Implantable cardiac monitoring devices now detect "silent" AF. But now that we "hear" it, what should we do?
The increasing prevalence of atrial fibrillation (AF) in the United States and worldwide is directly tied to the aging population but it is also increasingly related to detection bias, with newer technologies revealing disease that may have previously gone unrecognized. Results of a study presented at the Annual American Heart Association (AHA) Scientific Sessions in New Orleans in November 2016 that used advanced cardiac monitoring suggest that subclinical AF is common in older patients with no AF symptoms but with a history of AF comorbidities.

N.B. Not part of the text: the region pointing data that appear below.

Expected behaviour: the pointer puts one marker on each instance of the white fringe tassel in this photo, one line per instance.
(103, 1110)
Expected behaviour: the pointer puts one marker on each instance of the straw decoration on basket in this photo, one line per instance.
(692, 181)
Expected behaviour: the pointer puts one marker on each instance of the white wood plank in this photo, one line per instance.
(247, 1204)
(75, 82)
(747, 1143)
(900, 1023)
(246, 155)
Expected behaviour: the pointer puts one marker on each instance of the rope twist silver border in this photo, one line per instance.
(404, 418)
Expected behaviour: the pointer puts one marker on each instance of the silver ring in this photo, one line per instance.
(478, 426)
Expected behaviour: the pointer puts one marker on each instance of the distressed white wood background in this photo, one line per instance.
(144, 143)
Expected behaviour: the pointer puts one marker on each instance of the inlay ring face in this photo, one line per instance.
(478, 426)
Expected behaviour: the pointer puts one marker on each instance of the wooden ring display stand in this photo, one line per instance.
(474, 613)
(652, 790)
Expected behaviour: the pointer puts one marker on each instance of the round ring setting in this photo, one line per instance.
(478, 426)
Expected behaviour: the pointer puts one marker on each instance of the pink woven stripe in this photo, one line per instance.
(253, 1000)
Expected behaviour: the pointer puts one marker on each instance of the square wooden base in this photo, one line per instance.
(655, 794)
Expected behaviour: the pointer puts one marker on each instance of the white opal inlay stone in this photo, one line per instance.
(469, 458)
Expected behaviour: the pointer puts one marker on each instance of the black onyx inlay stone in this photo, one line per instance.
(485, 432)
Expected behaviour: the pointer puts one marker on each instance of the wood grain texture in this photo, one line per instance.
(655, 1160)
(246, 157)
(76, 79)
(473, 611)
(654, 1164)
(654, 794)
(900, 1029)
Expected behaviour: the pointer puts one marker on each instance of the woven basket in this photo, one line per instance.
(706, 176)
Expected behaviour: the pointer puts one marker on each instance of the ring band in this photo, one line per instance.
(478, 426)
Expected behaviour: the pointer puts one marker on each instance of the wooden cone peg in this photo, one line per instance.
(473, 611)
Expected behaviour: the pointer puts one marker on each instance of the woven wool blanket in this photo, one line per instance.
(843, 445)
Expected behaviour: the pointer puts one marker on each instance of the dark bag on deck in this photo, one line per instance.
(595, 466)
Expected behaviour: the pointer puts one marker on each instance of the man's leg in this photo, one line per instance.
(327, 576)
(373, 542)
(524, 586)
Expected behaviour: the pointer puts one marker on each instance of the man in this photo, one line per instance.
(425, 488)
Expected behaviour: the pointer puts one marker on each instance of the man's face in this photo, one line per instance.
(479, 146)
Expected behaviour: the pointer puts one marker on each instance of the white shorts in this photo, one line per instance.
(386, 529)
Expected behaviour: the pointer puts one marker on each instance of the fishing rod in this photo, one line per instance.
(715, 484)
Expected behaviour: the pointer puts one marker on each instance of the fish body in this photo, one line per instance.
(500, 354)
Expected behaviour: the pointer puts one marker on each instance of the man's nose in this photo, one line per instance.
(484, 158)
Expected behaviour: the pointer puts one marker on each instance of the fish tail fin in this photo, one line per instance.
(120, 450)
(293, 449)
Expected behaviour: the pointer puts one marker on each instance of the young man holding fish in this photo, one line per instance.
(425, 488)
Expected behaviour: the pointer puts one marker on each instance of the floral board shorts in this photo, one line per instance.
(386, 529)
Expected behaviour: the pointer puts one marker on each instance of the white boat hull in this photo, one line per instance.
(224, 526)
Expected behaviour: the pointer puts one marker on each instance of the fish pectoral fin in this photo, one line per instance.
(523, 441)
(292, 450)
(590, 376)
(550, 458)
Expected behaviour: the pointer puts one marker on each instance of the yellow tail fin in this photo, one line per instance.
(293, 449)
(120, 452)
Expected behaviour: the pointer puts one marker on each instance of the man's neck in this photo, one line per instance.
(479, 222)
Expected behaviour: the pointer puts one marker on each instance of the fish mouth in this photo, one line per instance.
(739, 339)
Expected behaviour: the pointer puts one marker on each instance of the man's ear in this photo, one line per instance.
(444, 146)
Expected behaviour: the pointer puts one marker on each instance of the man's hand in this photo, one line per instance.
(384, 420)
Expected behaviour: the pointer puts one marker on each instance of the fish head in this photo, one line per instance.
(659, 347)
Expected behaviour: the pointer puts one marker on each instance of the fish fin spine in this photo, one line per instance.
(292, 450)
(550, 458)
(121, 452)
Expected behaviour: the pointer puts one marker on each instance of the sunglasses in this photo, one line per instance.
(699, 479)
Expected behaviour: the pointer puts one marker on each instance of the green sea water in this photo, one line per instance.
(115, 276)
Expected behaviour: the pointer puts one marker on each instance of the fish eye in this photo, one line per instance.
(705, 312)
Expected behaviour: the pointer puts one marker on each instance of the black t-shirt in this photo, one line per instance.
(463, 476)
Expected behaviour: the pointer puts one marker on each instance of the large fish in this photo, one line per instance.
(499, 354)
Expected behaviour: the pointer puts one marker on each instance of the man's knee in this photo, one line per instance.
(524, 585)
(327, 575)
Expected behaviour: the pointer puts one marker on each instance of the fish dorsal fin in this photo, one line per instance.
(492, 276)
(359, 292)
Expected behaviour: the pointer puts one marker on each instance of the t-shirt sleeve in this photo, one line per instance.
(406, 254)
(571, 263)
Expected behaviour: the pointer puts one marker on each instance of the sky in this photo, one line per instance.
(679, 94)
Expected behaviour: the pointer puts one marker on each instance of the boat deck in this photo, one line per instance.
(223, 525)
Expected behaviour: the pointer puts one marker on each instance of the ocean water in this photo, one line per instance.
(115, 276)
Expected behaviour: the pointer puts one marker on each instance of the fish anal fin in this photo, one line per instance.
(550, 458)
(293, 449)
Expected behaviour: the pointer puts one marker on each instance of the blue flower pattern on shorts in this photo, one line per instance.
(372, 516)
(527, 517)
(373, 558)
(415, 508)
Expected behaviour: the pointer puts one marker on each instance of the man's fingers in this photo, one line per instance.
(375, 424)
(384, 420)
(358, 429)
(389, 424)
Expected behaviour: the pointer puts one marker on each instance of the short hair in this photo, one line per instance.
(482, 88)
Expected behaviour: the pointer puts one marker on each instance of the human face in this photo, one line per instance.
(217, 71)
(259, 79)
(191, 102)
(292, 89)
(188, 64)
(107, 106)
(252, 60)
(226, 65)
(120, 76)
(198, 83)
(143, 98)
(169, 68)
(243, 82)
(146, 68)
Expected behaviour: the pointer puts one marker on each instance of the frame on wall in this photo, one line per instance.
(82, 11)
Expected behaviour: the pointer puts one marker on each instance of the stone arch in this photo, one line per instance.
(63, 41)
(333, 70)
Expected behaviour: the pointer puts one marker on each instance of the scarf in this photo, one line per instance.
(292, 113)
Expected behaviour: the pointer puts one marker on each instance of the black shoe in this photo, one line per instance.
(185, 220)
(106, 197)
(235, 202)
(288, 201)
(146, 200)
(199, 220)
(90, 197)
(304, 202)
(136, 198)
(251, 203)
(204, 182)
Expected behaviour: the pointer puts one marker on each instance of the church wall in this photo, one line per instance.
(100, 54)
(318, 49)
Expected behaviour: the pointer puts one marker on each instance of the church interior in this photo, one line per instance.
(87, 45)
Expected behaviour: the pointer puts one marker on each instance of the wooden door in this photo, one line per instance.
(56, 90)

Most physicians routinely screen patients with palpitations for AF, especially in the presence of risk factors (diabetes, hypertension, obesity, age). This is typically done with ambulatory ECG monitoring. In 2014, the randomized CRYSTAL-AF study, published in the NEJM,1 introduced the use of implantable cardiac monitors (ICM) to screen patients for AF following cryptogenic stroke. The study found that ECG monitoring with an ICM was superior to conventional follow-up-ambulatory ECG monitoring-for detecting AF after cryptogenic stroke. Thus began the era of implantable technologies to improve detection of AF.
The ASSERT-2 trial,2 presented at the AHA meeting in November, enrolled 273 eligible older patients (average age was 73.9 ± 6.2 years) without known AF but with recognized risk factors. Approximately two-thirds of patients were male with multiple risk factors for AF and stroke (average CHA2DS2-Vasc=4.1), comprised of hypertension (73%), vascular disease (32%), and diabetes mellitus (25%). Additional risk factors for AF included sleep apnea (11%) and severe left atrial enlargement (LAE; [average left atrial volume 76.5 ± 20.6 ml, LAE in 90% of subjects]) or elevated NT-proBNP (417 ± 1041 pg/mL). Of note, 48% of patients already had prior stroke, embolism, or TIA at time of enrollment. The endpoint was AF detected on the implanted monitor lasting ≥5 min with no clinical symptoms.
Clinically silent AF was detected in 34% of patients within 1 year (mean total follow up, 16 months) and LAE, but not prior stroke or TIA, was found to be a predictor of incident AF.
These data suggest that there is a significant burden of subclinical AF in individuals with higher CHA2DS2-Vasc scores and perhaps this risk assessment tool (in addition to presence of LAE) should be used to decide which individuals to screen more aggressively for AF with implantable monitors. The absence of a relationship between prior stroke and incident AF is incompletely understood but may suggest a complex, only partially causal relationship between stroke and AF. The implications for anticoagulation therapy (with the new oral agents) for management of subclinical AF are not yet well understood and there are ongoing randomized trials to determine whether anticoagulation is indicated (ARTESiA).3 There are also ongoing randomized trials, soon to report, that are screening patients for subclinical AF without LAE. Regardless, the latest easily implanted cardiac monitors have uncovered a whole new disease entity (subclinical AF), which we are still trying to understand how to manage.